Thousands of parrots, cockatoos and other exotic birds have been exported over the last 10 years, Traffic has reported.
But officials say there are no major captive breeding units in the islands.
The Solomons recently joined Convention on International Trade in Endangered Species (CITES), the global wildlife trade convention, which sets different conditions for trading captive-bred and wild animals.
“Declaring exported birds as being captive-bred has all the hallmarks of a scam to get around international trade regulations,” said Chris Shepherd, Traffic’s deputy director for Southeast Asia.
Traffic has found that the Solomon Islands has become a hub for "laundering" wild birds into the global captive-bred bird trade
Some of the 35 bird species exported from the Solomons are on the internationally recognized Red List of Threatened Species.

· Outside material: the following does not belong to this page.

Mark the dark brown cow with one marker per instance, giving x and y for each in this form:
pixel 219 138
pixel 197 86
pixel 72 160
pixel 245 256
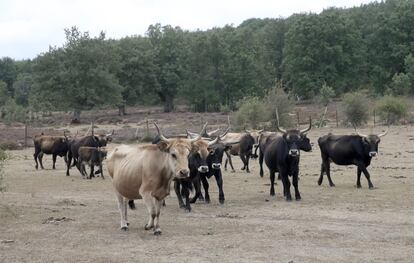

They include the Critically Endangered yellow-crested cockatoo (Cacatua sulphurea), and the chattering lory (Lorius garrulus) and blue bird of paradise (Paradisaea rudolphi), which are both categorized as Vulnerable.
Under CITES all trade in the yellow-crested cockatoo is banned.
For the others, exports of wild-caught birds are strictly regulated.
Using records from importing countries, Traffic investigators calculated that about 54,000 birds were exported from the Solomons in the period 2000-2010.
More than 40,000 of these were declared as captive-bred.
Most belong to species native to the Solomons, but more than 13,000 came from non-native species, mainly originating in Indonesia and Papua New Guinea.
But Traffic could find no records of these species being imported into the Solomons, either for re-export or to begin a captive breeding programme.
An official from the government’s Environment Conservation Division told investigators: “There are no breeding facilities, only some confusion with storing facilities.
“Most of the exported birds were captured and kept in holding sites only.”
The main destinations for the birds were Malaysia and Singapore.
Malaysia recently suspended imports from the Solomon Islands after concerns were raised. Traffic is urging the Singapore government to do the same.
It also recommends that CITES should investigate the situation with authorities in the Solomon Islands, and consider a trade suspension if no action is taken.
Traffic is jointly supported by the International Union for the Conservation of Nature (IUCN) and WWF, and works with CITES on various issues.